Virtusa Corporation announced its new Digital Transformation Studio (DTS), a proprietary platform and approach designed to increase the delivery speed and dramatically reduce the costs of business critical digital transformation projects.

DTS was designed to mitigate many of the typical issues plaguing traditional digital transformation efforts, while enabling a 30% overall productivity improvement.

DTS allows Virtusa teams to set specific performance goals with each client focused on areas including reducing technical debt, improving time to market, or reducing costs.

DTS includes three key components:

- Engineering Tools that drive SDLC automation to improve quality, enable speed, and increase productivity. These include Smart Application Lifecycle Management tools to improve user stories and provide a story point estimation model; proprietary Gamified Dashboards to promote transparency, quality, and productivity metrics; and end-to-end CI/CD pipeline that automates code quality review, testing, and release management.

- Reusable Industry Assets collected and improved through Virtusa’s Open Innovation Platform that strives for a near-zero approach to coding. These include AI Model Zoo and Data Lake with over thirty pre-trained AI/ML models trained on synthetic datasets with 10MM customers, and 500MM transactions; Cloud Native Middleware with prebuilt microservices, boilerplate code generators, and multiple legacy system connectors; and API Lifecycle Toolkits to manage onboarding, QoS, security, distributed tracing, and logging of deployed services.

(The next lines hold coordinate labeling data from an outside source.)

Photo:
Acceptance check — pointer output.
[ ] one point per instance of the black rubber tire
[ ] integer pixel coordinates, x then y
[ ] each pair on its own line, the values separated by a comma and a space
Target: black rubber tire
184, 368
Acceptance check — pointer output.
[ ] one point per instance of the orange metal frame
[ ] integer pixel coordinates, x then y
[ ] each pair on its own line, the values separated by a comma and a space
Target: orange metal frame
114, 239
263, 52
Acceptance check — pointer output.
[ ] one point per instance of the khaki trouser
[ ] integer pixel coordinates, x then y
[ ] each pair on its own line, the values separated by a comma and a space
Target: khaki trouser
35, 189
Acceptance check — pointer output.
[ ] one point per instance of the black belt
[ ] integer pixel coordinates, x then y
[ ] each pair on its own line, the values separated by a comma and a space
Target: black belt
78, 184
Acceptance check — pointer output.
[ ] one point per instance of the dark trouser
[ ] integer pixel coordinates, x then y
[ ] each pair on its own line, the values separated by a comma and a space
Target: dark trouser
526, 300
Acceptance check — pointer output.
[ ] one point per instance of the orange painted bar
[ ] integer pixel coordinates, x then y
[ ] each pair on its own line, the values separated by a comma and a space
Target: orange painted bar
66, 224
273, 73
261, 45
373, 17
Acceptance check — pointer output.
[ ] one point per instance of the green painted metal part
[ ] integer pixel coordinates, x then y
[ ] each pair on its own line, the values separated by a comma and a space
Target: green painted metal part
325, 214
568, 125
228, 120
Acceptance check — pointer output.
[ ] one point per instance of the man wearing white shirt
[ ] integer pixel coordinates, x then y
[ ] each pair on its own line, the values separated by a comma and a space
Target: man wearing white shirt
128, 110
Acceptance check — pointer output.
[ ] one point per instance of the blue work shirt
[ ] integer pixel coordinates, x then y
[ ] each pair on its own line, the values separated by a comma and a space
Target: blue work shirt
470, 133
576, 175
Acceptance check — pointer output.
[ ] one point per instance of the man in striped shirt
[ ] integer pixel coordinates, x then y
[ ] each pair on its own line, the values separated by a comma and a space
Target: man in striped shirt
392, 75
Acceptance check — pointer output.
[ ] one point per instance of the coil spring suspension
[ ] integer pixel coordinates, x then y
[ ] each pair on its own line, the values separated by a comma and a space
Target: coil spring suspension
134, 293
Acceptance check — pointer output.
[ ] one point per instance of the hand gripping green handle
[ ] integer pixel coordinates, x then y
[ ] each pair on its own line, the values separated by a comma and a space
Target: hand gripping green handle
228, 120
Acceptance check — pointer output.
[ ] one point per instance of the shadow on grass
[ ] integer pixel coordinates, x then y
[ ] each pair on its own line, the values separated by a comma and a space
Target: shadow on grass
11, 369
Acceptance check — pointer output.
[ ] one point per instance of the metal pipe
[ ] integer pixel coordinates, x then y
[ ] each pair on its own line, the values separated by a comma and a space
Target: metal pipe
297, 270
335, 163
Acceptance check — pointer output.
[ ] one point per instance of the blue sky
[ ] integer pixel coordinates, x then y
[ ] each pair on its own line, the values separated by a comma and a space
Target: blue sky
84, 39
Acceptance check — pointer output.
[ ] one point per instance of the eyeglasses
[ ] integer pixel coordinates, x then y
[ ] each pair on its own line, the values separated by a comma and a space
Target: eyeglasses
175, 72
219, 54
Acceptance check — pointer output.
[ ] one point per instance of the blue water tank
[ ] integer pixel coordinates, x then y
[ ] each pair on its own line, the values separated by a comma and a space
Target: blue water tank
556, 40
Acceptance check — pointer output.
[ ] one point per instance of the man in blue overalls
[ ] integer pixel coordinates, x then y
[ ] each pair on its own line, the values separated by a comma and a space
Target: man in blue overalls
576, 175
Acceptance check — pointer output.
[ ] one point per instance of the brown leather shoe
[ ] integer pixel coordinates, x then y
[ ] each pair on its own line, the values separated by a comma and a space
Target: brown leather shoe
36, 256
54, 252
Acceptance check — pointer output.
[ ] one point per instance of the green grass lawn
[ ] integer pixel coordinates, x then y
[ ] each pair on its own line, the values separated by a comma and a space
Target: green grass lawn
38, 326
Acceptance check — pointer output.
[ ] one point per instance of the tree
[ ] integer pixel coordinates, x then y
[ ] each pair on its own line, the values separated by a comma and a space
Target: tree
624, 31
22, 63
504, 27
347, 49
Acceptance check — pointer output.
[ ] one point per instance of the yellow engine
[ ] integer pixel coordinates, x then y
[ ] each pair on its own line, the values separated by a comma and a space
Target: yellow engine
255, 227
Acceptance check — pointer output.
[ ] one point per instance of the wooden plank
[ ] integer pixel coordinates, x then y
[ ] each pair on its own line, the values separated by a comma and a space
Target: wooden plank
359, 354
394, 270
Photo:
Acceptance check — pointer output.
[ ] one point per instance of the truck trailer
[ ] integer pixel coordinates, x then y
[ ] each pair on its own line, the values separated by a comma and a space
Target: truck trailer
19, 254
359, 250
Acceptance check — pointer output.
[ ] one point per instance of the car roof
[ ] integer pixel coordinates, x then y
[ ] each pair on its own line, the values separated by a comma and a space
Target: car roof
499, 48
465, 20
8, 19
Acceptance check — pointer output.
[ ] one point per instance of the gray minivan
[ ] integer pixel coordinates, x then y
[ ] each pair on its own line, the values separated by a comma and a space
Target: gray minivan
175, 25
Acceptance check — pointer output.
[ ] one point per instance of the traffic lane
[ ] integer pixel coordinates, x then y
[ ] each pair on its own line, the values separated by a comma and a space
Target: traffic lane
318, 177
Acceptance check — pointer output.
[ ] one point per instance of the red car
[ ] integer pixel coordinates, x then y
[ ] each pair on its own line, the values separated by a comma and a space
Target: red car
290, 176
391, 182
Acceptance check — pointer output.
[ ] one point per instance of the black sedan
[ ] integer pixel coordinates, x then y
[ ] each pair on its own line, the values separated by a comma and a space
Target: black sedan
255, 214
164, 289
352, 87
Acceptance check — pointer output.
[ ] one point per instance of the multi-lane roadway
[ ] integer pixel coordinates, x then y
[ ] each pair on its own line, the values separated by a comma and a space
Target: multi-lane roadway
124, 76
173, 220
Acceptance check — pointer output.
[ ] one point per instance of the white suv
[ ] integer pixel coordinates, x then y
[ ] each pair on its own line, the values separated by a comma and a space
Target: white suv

- Certified Teams pre-trained on agile processes, technology, domain, and Virtusa's engineering tools and assets. A Developer Portal opens challenges and hackathons to a community of developers. Using an agile methodology, teams are configured in squads and tribes to promote scalability and growth. Teams also use a Solutions Assembly Sandbox to assemble Digital Solutions from the asset library.

“Given today’s challenges, enterprises need to maximize every dollar invested in digital transformation initiatives,” said Kris Canekeratne, chairman and CEO, Virtusa. “DTS was built from the ground up to increase the speed and success rate of these business critical projects dramatically. With gamified dashboards to promote transparency and improve performance, reuse of industry assets to save time and money, and pre-trained and certified teams with experience in key industries, we can predict digital transformation successes very early in engagements with clients.”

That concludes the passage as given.